The storyline in GT Le Mans this year has seemingly centered on every team and manufacturer except Risi Competizione and Ferrari.
Corvette Racing got the year off to a strong start with back-to-back wins at Daytona and Sebring, plus a 24 Hours of Le Mans win for good measure. Then BMW Team RLL delivered its own back-to-back triumphs out West, at Long Beach and Monterey.
Team Falken Tire survived the rain at Watkins Glen, and lately, Porsche North America has had it all its way with a hat trick of wins heading into today’s Lone Star Le Mans at Circuit of the Americas.
Through it all, Risi has been there, but not quite able to pull off a victory.
Giancarlo Fisichella and Pierre Kaffer have banked four podium finishes – two seconds and thirds apiece – including thirds to the pair of factory Porsche 911 RSRs the last two rounds at Road America and Virginia International Raceway.
Their chase of their elusive first 2015 win continues at COTA with long odds, following a nightmare qualifying session that saw the No. 62 Ferrari F458 Italia eighth and last in GTLM, exactly 1.6 seconds off the pace of polesitter Patrick Pilet.
The team noted an incompatibility between the rubber laid down from the Continental Tire SportsCar Challenge race just before qualifying, which affected the Ferrari’s overall balance.
A setup change gone awry has left the team frustrated, but not defeated, heading into today’s race.
“We made a small change before qualifying and I don’t know if that was for the better or worse, but we just had no grip and general oversteer, as well,” said Risi race engineer Rick Mayer.
Team manager Dave Sims said even a third straight podium may be harder to achieve this weekend, given where the team stacks up in GTLM in Balance of Performance.
“As regards to the BoP, it’s against us, but there’s no ifs and buts,” Sims told Sportscar365. “Certain teams have bigger (air) restrictors and fuel restrictors.
“We’re quicker than all the teams in the pits with our boys. We were fifth at the moment (before qualifying), which is unusual for us. It will be harder, but we’re not giving up.”
Sims noted that Kaffer, who is one of three drivers pulling double duty this weekend between the TUDOR Championship and FIA World Endurance Championship, is keeping on task between sessions even as he’s bouncing between two entirely separate cars and teams.
In both cases, the German is on a single-car team as a privateer up against the factory efforts. In TUDOR it’s with the Ferrari while in the WEC it’s in the LMP1 privateer ranks, in the Team ByKolles CLM P1/01 AER.
“You can’t blame the guy when he gets an opportunity like that,” Sims said. “Good luck to him. He was good in LMP1, particularly (Thursday) night. It doesn’t disrupt us, or the logistics, or our performance in any way.”
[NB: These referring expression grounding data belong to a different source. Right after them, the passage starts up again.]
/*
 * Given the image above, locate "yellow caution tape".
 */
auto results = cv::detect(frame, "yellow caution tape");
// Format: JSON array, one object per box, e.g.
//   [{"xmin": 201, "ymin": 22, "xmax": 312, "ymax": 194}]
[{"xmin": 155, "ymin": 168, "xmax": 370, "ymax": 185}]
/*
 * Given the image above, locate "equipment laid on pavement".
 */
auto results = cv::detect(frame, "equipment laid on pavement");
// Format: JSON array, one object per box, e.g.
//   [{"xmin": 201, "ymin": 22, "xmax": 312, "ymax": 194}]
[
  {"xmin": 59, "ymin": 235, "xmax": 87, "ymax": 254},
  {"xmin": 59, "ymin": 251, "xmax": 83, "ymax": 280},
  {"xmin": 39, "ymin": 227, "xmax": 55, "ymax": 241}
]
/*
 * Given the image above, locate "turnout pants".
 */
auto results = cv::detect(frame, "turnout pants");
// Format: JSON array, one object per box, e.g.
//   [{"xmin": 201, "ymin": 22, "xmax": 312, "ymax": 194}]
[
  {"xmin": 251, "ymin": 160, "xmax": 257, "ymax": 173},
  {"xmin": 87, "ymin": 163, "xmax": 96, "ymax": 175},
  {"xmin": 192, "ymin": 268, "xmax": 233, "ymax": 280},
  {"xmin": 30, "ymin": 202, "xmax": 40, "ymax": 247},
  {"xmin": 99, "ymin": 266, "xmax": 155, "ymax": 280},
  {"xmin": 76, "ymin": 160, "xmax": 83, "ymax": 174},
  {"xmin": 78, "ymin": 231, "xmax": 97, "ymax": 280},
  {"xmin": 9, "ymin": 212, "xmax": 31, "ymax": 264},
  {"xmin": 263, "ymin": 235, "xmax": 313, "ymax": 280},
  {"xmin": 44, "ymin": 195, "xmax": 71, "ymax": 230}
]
Compared to a turbulent 2014 season that saw the team begin the year with Matteo Malucelli alongside Fisichella before he lost his ride after two incident-filled races, then Dane Cameron filling in for one race before Kaffer rejoined the team, 2015 has brought needed stability back to Risi.
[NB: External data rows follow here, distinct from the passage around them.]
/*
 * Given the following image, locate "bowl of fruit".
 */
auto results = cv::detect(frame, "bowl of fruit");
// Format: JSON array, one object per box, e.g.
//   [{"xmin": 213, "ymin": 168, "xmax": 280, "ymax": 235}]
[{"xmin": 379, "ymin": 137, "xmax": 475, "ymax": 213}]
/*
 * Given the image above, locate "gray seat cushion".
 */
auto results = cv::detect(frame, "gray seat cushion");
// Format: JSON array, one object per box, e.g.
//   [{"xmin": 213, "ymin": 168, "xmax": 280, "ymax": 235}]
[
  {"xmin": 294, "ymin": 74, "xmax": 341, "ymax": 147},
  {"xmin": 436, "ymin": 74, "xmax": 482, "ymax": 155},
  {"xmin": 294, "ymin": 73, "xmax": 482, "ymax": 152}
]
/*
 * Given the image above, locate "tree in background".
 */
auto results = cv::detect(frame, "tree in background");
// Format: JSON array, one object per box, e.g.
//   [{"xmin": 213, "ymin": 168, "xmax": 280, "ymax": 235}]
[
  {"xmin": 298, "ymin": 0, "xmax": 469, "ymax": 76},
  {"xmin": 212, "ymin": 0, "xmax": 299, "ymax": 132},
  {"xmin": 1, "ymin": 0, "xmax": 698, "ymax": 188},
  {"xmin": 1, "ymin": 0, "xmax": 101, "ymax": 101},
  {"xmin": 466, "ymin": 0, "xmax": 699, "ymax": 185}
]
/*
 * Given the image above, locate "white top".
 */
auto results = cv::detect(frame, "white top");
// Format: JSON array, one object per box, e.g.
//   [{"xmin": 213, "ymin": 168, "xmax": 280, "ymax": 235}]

In the team’s final year with the venerable F458 Italia before the new Ferrari 488 GTB comes online in 2016, Kaffer and Fisichella are tied for fourth in the GTLM points.
At 15 points back of Pilet, they’re a longshot, but not mathematically eliminated from title contention.
“It’s been frustrating at times, but everyone’s done a good job,” Sims said. “The pit stops have been really special, that’s where we’ve gained the podiums!
“As a single car team up against two-car factory teams, it’s tough. But we get there. We push ‘em. Podiums are always possible, and it’s always what we’re going for.”